So bestätigt der Zeuge H. I., dass er A. B. kenne und dieser Möbeltransporte und Paketzustellungen durchgeführt habe. Der Zeuge und weitere Dienstnehmer hätten für A. B. gearbeitet.

Der Zeuge J. K. gibt zwar an, dass er A. B. nie gesehen habe, er sei aber für diesen im Zeitraum August bis Oktober 2012 tätig gewesen. Außerdem klagt der Zeuge als Arbeitnehmer den Arbeitgeber A. B. auf ausständige Lohnzahlungen.

Der Zeuge L. MN. gibt an, dass er A. B. kenne und dieser sein Arbeitgeber gewesen sei. B. habe auch weitere Dienstnehmer beschäftigt.

Der Zeuge N. O. gibt an, dass er A. B. kenne und für diesen als Dienstnehmer gearbeitet habe. B. habe sowohl Paketzustellungen als auch Möbeltransporte und Zeitungszustellungen durchgeführt.

Einzig der Zeuge G. gibt an, er kenne A. B. nicht und sei nie für diesen gefahren.

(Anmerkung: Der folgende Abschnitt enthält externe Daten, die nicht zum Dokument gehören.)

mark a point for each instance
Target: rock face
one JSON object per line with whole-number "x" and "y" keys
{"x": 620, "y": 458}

Zusammengefasst sagt die überwiegende Mehrheit der Zeugen aus, dass B. ihr Arbeitgeber gewesen sei. Es ergibt sich, dass das Unternehmen des A. B. jedenfalls bis Ende Juni 2012 (ab Juli/August 2012 ist er unbekannten Aufenthalts und hat keine Aufträge mehr durchgeführt) existierte. B. hat Arbeitnehmer eingestellt, sie bei der GKK angemeldet, ihnen die Arbeit zugeteilt und den Lohn ausbezahlt. Dass die Arbeitnehmer auch den Bf kannten, welcher ja zahlreiche Subunternehmer beschäftigte und die Kfz an diese vermietete, ist wenig verwunderlich.

Dass einige der Arbeitnehmer den Eindruck hatte, der Bf sei der "Chef" von B. oder ein "Oberchef" gewesen, ist ein subjektiver Eindruck und die entsprechenden Schilderungen der Zeugen geben Einblick in die Arbeitswelt der Paketzustellungsbranche, ändern aber nichts an der gebotenen steuerlichen Beurteilung. Dass A. B. im Jahr 2013 bei der Außenprüfung durch die Abgabenbehörde nicht erschienen ist und keine Belege oder Aufzeichnungen vorlegte, ist für die Beurteilung der Vorsteuerabzugsberechtigung des Bf im Streitzeitraum irrelevant und durch die Tatsache des "Verschwindens" des A. B. erklärbar.

Es zeigt sich aus den Vernehmungen auch, dass A. B. nicht nur Paketzustellungen, sondern auch Möbeltransporte und Zeitungszustellungen durchgeführt hat, ein Indiz dafür, dass er nicht vollständig in das Unternehmen des Bf eingegliedert war, da dieser weder Möbeltransporte noch Zeitungszustellungen durchgeführt hat.

Beim Vorbringen der Abgabenbehörde, A. B. sei vollständig in das Unternehmen des Bf bzw der S.T. eingegliedert gewesen, handelt es sich lediglich um Vermutungen ohne Nachweise, zumal offenbar nicht einmal der "Dienstgeber" des B. genau bezeichnet werden kann.

Auch die Tatsache, dass auf einer Abrechnung an den Bf auch der Stempel der "R. Kleintransporte GmbH" verwendet wurde und hinsichtlich der R. Kleintransporte GmbH Unregelmäßigkeiten und Malversationen festgestellt wurden, bedeutet nicht, dass A. B. die Leistungen nicht im Rahmen seines Unternehmens an den Bf vertragsgemäß erbrachte.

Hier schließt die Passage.